There are instances when physicians need to manipulate the acquired images. Editing functions such as the zooming in/out, brightness and contrast adjustments, local region enlargement for detail texture, distance or area measurement … etc., are all provided through a user-friendly interface. Another useful function is that all the images acquired or retrieved can be linked together into a slideshow for demonstration purposes. For those medical instruments (such as endoscope and ultrasound) that produce non-DICOM images, a special multimedia video card is used to digitize and capture the medical video image into dynamical or statical file format and then store them into the PACS image database. The related functionalities and the features will be discussed in the next section. Figure 2 shows the system architecture of the PACS used in PCH.

Figure 2 The PACS system Architecture in PCH.

3. System Features

As previously mentioned, this in-house software was primarily developed by the attending physicians of the PCH. The graphics user interface is very friendly and follows the conventional window software architecture. As Figure 1 shows, the GUI is displayed with Chinese characters, making it easy to manipulate even for the non-technical users. When a physician desires to access the system to obtain information on a patient, all the examination results completed the same day will be displayed, even if the patient had visited more than one

doctor in different departments. Data deserving of urgent or immediate attention will automatically be displayed in red. If any image-related tests were performed, those images can also be shown on a high resolution computer monitor. A complicated examination might be composed of more than one image. This system allows the physician to view pictures in either single image or multiple (4 or 16) image mode. If the same examination was performed previously, this system can also display these two sets of images together, allowing the doctor to track the patient’s prognosis and to follow the progress of the disease to determine if the patient is getting better or worse. Figure 3 demonstrates this functionality.
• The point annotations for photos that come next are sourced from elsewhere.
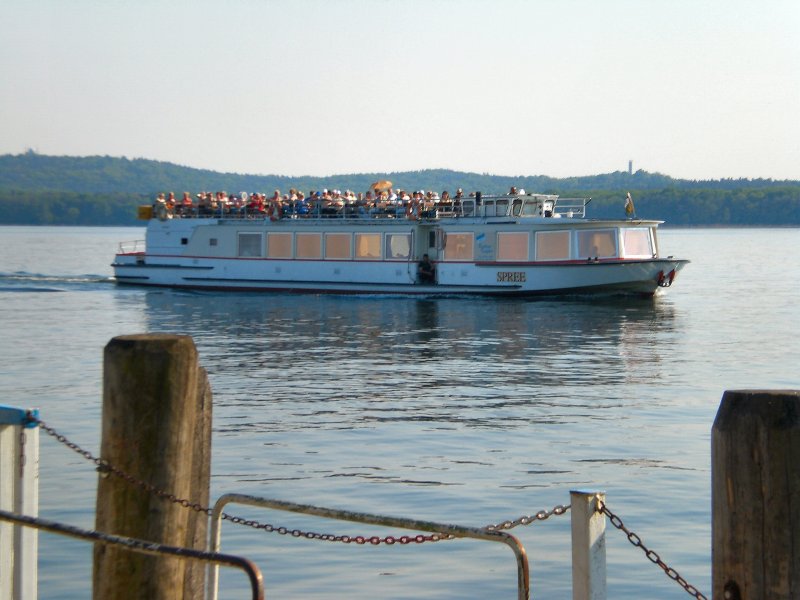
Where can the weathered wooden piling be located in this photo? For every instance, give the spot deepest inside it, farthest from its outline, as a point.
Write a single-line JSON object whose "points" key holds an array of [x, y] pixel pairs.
{"points": [[755, 472], [156, 428]]}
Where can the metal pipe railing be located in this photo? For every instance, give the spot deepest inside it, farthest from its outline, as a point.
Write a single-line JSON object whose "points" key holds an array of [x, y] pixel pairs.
{"points": [[144, 547], [523, 573]]}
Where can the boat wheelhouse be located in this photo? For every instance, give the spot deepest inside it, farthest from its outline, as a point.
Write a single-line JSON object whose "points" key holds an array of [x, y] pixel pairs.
{"points": [[511, 245]]}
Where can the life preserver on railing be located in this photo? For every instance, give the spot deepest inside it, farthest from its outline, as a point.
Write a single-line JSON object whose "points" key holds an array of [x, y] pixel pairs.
{"points": [[274, 212]]}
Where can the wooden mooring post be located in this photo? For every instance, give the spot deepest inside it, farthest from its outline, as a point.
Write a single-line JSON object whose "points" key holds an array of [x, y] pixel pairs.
{"points": [[755, 496], [156, 428], [588, 545], [19, 493]]}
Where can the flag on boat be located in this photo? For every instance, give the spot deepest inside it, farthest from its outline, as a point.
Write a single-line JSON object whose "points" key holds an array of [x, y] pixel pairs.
{"points": [[629, 209]]}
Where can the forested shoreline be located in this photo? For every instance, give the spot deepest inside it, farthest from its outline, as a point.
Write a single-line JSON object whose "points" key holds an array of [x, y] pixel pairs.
{"points": [[47, 190]]}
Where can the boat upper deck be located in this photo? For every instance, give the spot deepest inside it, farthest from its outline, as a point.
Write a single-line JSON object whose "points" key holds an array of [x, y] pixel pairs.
{"points": [[477, 206]]}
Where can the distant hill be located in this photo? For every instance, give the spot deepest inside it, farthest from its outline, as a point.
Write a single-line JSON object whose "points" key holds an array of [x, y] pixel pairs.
{"points": [[105, 190]]}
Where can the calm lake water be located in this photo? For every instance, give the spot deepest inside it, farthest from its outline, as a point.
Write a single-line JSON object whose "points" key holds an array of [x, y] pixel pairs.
{"points": [[458, 411]]}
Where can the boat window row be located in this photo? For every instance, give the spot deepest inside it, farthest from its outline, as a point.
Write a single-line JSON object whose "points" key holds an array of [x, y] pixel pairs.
{"points": [[507, 246]]}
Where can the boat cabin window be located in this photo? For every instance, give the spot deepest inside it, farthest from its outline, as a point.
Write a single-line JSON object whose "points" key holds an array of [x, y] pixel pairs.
{"points": [[637, 243], [368, 246], [512, 246], [249, 245], [337, 245], [279, 245], [552, 245], [459, 246], [398, 246], [309, 245], [597, 243]]}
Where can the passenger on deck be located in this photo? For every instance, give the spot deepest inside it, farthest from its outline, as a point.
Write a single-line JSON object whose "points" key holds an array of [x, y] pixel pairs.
{"points": [[186, 205]]}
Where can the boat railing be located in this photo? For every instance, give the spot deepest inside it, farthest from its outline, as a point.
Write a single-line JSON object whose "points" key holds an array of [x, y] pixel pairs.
{"points": [[571, 207], [486, 206]]}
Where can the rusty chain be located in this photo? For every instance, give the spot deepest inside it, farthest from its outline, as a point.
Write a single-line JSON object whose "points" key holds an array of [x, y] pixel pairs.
{"points": [[651, 555], [104, 468], [542, 515]]}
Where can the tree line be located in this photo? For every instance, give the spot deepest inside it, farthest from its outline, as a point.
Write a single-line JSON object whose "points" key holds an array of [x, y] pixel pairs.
{"points": [[101, 190], [747, 207]]}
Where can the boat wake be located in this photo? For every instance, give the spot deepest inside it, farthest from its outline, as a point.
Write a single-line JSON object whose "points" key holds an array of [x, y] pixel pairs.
{"points": [[37, 282]]}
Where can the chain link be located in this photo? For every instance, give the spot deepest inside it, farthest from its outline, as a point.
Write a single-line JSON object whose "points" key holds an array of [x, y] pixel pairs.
{"points": [[651, 555], [542, 515], [105, 468]]}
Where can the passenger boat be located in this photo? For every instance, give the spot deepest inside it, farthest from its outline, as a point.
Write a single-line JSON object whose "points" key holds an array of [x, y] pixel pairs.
{"points": [[507, 245]]}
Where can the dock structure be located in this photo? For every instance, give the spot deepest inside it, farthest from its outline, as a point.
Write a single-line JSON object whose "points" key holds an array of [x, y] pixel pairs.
{"points": [[755, 453], [153, 490], [156, 429], [19, 494]]}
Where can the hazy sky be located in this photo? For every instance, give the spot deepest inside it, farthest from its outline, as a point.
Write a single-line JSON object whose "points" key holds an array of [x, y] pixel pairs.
{"points": [[698, 89]]}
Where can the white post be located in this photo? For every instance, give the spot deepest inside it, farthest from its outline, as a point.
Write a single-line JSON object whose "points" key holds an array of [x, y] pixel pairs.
{"points": [[588, 546], [19, 493]]}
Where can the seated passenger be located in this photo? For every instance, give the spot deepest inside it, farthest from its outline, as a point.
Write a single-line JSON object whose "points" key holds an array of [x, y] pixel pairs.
{"points": [[426, 272]]}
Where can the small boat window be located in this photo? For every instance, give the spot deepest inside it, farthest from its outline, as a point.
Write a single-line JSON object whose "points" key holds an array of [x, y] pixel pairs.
{"points": [[552, 245], [597, 243], [398, 246], [637, 243], [337, 245], [279, 245], [368, 246], [459, 246], [249, 245], [512, 246], [309, 245]]}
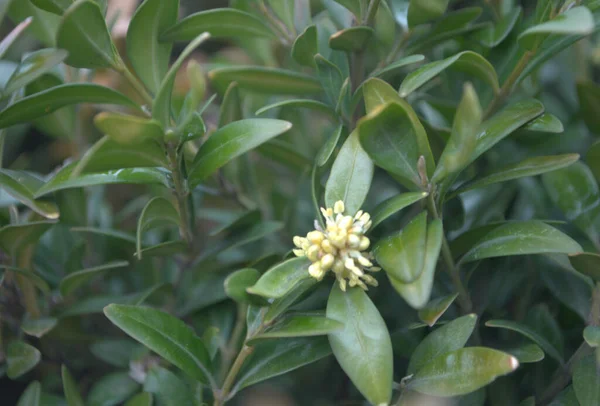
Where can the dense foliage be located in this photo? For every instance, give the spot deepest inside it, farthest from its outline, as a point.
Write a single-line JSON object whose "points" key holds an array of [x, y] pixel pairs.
{"points": [[384, 202]]}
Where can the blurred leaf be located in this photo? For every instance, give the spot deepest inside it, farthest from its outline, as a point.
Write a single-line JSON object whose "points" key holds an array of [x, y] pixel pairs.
{"points": [[74, 280], [266, 80], [350, 177], [20, 358], [232, 141], [521, 238], [221, 22], [148, 56], [165, 335], [112, 389], [462, 371], [363, 348], [84, 35], [449, 337], [70, 388], [48, 101], [466, 61]]}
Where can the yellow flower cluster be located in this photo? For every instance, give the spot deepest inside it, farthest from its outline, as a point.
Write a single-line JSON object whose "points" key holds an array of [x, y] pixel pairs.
{"points": [[341, 247]]}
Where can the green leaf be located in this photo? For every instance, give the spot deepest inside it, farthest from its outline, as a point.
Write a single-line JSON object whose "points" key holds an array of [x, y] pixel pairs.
{"points": [[237, 283], [221, 22], [112, 389], [84, 35], [586, 381], [158, 212], [466, 61], [148, 56], [431, 313], [32, 67], [577, 20], [521, 238], [462, 371], [299, 325], [266, 80], [279, 280], [276, 357], [363, 348], [231, 141], [424, 11], [168, 388], [463, 138], [70, 388], [449, 337], [127, 129], [304, 48], [74, 280], [402, 255], [393, 205], [167, 336], [587, 263], [161, 106], [63, 180], [394, 138], [575, 191], [48, 101], [22, 186], [529, 333], [529, 167], [20, 358], [351, 39], [350, 176], [591, 335]]}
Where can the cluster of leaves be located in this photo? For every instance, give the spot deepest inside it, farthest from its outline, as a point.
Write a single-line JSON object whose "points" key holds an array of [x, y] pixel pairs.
{"points": [[437, 117]]}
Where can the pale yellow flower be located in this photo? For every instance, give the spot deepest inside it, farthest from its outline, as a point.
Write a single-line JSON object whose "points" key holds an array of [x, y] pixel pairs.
{"points": [[340, 248]]}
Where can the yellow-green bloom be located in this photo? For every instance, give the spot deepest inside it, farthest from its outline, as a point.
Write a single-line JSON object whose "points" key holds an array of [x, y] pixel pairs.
{"points": [[340, 248]]}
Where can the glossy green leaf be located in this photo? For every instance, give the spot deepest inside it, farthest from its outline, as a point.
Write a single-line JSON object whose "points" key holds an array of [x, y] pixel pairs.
{"points": [[402, 255], [462, 371], [232, 141], [32, 67], [63, 180], [304, 48], [577, 20], [148, 56], [466, 61], [529, 333], [48, 101], [20, 358], [84, 35], [433, 310], [159, 212], [363, 348], [529, 167], [22, 186], [299, 325], [522, 238], [449, 337], [167, 336], [393, 205], [266, 80], [237, 283], [418, 292], [586, 381], [394, 138], [112, 389], [70, 388], [127, 129], [350, 176], [351, 39], [221, 22], [280, 279]]}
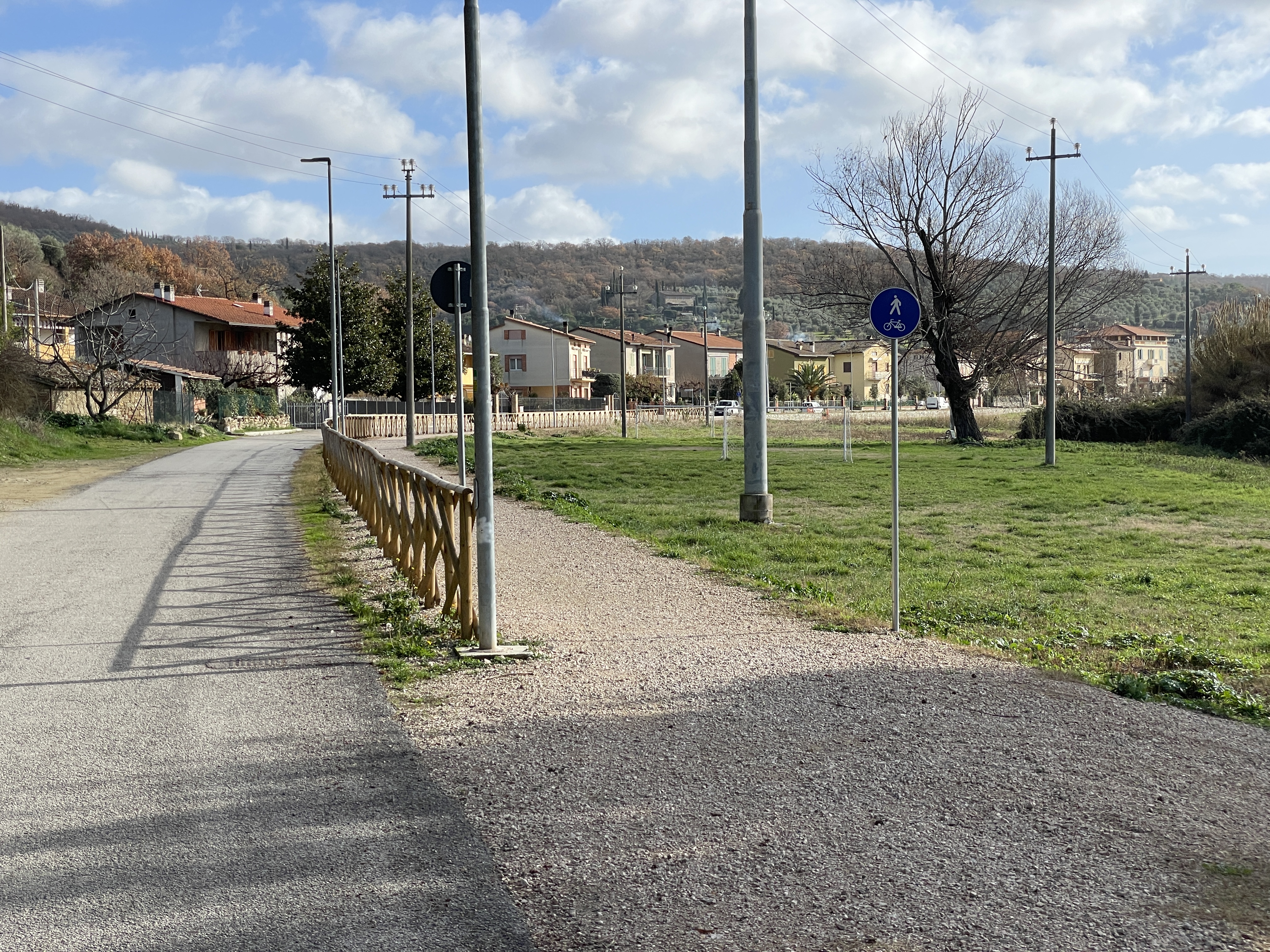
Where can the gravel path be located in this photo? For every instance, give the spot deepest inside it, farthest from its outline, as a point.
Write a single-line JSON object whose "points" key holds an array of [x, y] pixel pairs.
{"points": [[192, 758], [693, 768]]}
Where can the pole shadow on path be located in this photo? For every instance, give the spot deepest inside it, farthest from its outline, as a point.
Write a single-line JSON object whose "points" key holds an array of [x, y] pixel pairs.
{"points": [[229, 775]]}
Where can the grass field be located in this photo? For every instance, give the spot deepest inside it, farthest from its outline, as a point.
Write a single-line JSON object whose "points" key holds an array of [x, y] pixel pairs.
{"points": [[1137, 567], [23, 442]]}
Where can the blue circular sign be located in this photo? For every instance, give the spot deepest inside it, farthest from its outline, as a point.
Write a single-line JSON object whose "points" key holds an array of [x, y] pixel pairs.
{"points": [[896, 313]]}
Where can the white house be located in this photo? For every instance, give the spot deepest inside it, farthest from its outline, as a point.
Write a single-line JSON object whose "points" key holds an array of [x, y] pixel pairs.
{"points": [[536, 357]]}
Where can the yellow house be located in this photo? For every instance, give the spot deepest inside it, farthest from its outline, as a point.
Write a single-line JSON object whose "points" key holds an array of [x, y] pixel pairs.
{"points": [[860, 365], [784, 356]]}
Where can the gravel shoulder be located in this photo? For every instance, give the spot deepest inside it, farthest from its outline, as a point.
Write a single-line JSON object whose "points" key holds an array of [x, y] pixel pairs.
{"points": [[691, 767]]}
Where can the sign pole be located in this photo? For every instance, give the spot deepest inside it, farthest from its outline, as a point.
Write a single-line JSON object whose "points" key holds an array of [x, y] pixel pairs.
{"points": [[895, 485], [895, 314]]}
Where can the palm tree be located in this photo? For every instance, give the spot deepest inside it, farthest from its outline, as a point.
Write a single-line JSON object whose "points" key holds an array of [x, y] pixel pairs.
{"points": [[809, 380]]}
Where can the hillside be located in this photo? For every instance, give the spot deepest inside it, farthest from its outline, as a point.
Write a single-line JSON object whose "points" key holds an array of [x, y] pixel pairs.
{"points": [[564, 281]]}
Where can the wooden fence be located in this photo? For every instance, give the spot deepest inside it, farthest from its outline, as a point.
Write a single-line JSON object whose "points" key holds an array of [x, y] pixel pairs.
{"points": [[416, 517], [371, 426]]}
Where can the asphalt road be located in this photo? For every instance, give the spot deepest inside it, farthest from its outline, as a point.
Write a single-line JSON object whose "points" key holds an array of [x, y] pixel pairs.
{"points": [[191, 756]]}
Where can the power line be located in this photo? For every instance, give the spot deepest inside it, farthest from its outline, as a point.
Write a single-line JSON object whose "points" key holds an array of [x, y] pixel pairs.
{"points": [[954, 79], [201, 124], [1138, 224], [886, 76]]}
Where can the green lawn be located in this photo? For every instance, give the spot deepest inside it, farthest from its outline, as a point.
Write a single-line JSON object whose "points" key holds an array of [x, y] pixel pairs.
{"points": [[1137, 567], [26, 442]]}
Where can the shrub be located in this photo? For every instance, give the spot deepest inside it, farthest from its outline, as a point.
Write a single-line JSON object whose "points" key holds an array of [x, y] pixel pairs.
{"points": [[69, 422], [1094, 421], [1233, 361], [16, 389], [1240, 428]]}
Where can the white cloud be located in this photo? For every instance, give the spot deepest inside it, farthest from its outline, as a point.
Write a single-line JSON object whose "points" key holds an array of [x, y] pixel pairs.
{"points": [[233, 30], [651, 91], [1250, 178], [295, 105], [178, 209], [1160, 218], [1170, 182]]}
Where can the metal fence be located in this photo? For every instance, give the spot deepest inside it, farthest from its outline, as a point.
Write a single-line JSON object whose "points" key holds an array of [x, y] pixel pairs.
{"points": [[173, 408], [417, 518], [308, 417]]}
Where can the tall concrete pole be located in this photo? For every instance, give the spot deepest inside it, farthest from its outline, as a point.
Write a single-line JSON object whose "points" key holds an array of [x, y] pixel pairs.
{"points": [[484, 412], [756, 503], [335, 336], [409, 309], [1051, 333]]}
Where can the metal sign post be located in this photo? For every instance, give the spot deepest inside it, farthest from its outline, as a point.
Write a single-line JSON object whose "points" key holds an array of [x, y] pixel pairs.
{"points": [[451, 289], [895, 314]]}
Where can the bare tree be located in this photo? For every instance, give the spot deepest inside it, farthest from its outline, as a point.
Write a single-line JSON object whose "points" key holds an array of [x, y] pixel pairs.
{"points": [[243, 369], [110, 342], [943, 211]]}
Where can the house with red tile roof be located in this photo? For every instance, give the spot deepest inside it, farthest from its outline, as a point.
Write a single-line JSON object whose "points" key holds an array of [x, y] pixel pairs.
{"points": [[239, 342]]}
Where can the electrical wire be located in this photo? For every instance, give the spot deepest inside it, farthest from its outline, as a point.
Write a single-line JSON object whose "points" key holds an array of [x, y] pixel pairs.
{"points": [[199, 122], [886, 76], [1138, 224]]}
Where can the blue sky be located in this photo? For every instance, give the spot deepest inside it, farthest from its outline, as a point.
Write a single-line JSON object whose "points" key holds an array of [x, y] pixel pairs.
{"points": [[616, 120]]}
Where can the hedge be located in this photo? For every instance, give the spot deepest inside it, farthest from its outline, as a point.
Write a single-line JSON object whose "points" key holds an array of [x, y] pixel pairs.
{"points": [[1094, 421]]}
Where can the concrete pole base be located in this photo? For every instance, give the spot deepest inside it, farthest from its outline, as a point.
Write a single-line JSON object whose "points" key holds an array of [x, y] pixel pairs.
{"points": [[756, 507], [498, 652]]}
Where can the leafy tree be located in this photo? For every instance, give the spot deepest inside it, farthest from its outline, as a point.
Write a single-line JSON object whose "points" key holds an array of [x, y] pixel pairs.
{"points": [[369, 366], [604, 385], [644, 389], [393, 309], [1233, 362], [809, 380]]}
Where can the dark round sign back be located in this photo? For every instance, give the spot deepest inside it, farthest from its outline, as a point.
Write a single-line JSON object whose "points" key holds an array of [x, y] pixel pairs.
{"points": [[896, 313], [443, 286]]}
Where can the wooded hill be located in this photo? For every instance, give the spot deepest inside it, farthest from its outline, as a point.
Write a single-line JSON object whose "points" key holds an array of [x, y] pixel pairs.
{"points": [[564, 281]]}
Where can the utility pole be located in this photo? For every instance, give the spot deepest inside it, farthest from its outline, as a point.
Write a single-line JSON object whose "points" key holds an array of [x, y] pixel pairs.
{"points": [[408, 168], [484, 417], [335, 295], [621, 334], [4, 284], [756, 503], [1051, 333], [1191, 329], [432, 365]]}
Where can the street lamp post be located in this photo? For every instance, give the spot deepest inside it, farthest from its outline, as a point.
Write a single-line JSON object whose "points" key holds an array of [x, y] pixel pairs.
{"points": [[335, 292], [408, 168], [1191, 329], [621, 334]]}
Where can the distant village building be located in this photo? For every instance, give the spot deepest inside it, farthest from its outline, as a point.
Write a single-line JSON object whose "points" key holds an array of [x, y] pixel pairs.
{"points": [[1127, 357], [538, 360]]}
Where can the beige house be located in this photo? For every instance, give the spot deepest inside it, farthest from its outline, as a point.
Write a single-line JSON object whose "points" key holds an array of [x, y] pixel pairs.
{"points": [[538, 360], [646, 354], [860, 365], [1130, 354]]}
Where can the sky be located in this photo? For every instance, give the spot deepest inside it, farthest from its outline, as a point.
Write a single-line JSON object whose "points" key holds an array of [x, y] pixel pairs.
{"points": [[619, 120]]}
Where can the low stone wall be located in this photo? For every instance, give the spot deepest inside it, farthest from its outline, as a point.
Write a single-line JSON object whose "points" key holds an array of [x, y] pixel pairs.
{"points": [[234, 424]]}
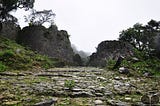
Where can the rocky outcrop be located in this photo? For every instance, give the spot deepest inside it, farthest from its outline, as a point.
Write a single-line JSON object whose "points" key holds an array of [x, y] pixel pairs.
{"points": [[9, 30], [47, 41], [110, 50]]}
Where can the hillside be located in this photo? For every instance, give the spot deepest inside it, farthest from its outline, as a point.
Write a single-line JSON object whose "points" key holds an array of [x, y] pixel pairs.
{"points": [[27, 78], [16, 57]]}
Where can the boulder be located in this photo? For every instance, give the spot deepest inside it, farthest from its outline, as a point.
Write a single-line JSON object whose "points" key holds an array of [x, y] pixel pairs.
{"points": [[10, 30], [107, 50], [48, 41]]}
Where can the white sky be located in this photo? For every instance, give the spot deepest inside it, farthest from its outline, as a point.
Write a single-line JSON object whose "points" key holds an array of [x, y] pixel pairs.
{"points": [[91, 21]]}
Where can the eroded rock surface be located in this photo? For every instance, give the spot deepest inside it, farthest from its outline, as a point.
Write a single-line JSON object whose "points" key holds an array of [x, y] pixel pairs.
{"points": [[93, 87]]}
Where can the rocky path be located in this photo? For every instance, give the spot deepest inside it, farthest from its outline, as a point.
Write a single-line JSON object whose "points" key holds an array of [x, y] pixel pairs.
{"points": [[89, 87]]}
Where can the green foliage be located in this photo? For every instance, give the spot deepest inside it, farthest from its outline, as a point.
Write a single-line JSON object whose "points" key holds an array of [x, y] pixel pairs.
{"points": [[17, 57], [142, 37], [69, 84], [110, 64], [40, 17], [2, 67], [9, 5]]}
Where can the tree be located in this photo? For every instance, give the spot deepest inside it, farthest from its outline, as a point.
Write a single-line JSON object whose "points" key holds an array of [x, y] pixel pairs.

Figure 3 Multi-image display mode of the in-house PACS system.

Preparing the diagnostic reports with medical images is very tedious work. This new system allows the physicians to embed the medical images in the report by selecting the image and then clicking the “Report” option. The selected image(s) can be placed either vertically or horizontally. Text can easily be made to flow around the images. Since most patients’ symptoms can be classified, and some of them are either similar or the same, the physicians can use the system to pre-define these symptoms, along with their suggested method of treatment and/or comments. In specifying the parameters of the reports, these pre-defined items can be included to reduce the amount of typing. Furthermore, in order to take advantage of the electronic referral procedure, the physician (after inputting administrative permission and security clearance) can use this system to easily attach the medical images along with the diagnostic reports, and then utilize Microsoft email system (such as Outlook Express or Outlook) to disseminate the information to designated personal in other hospitals. Even though sending the information through the email system could cause the security concern, yet the encryption approach, request return receipt and the digital signature can be used to meet the authentication, integrity and nonrepudiation security purpose. These features are demonstrated in Figure 4 and Figure 5 respectively.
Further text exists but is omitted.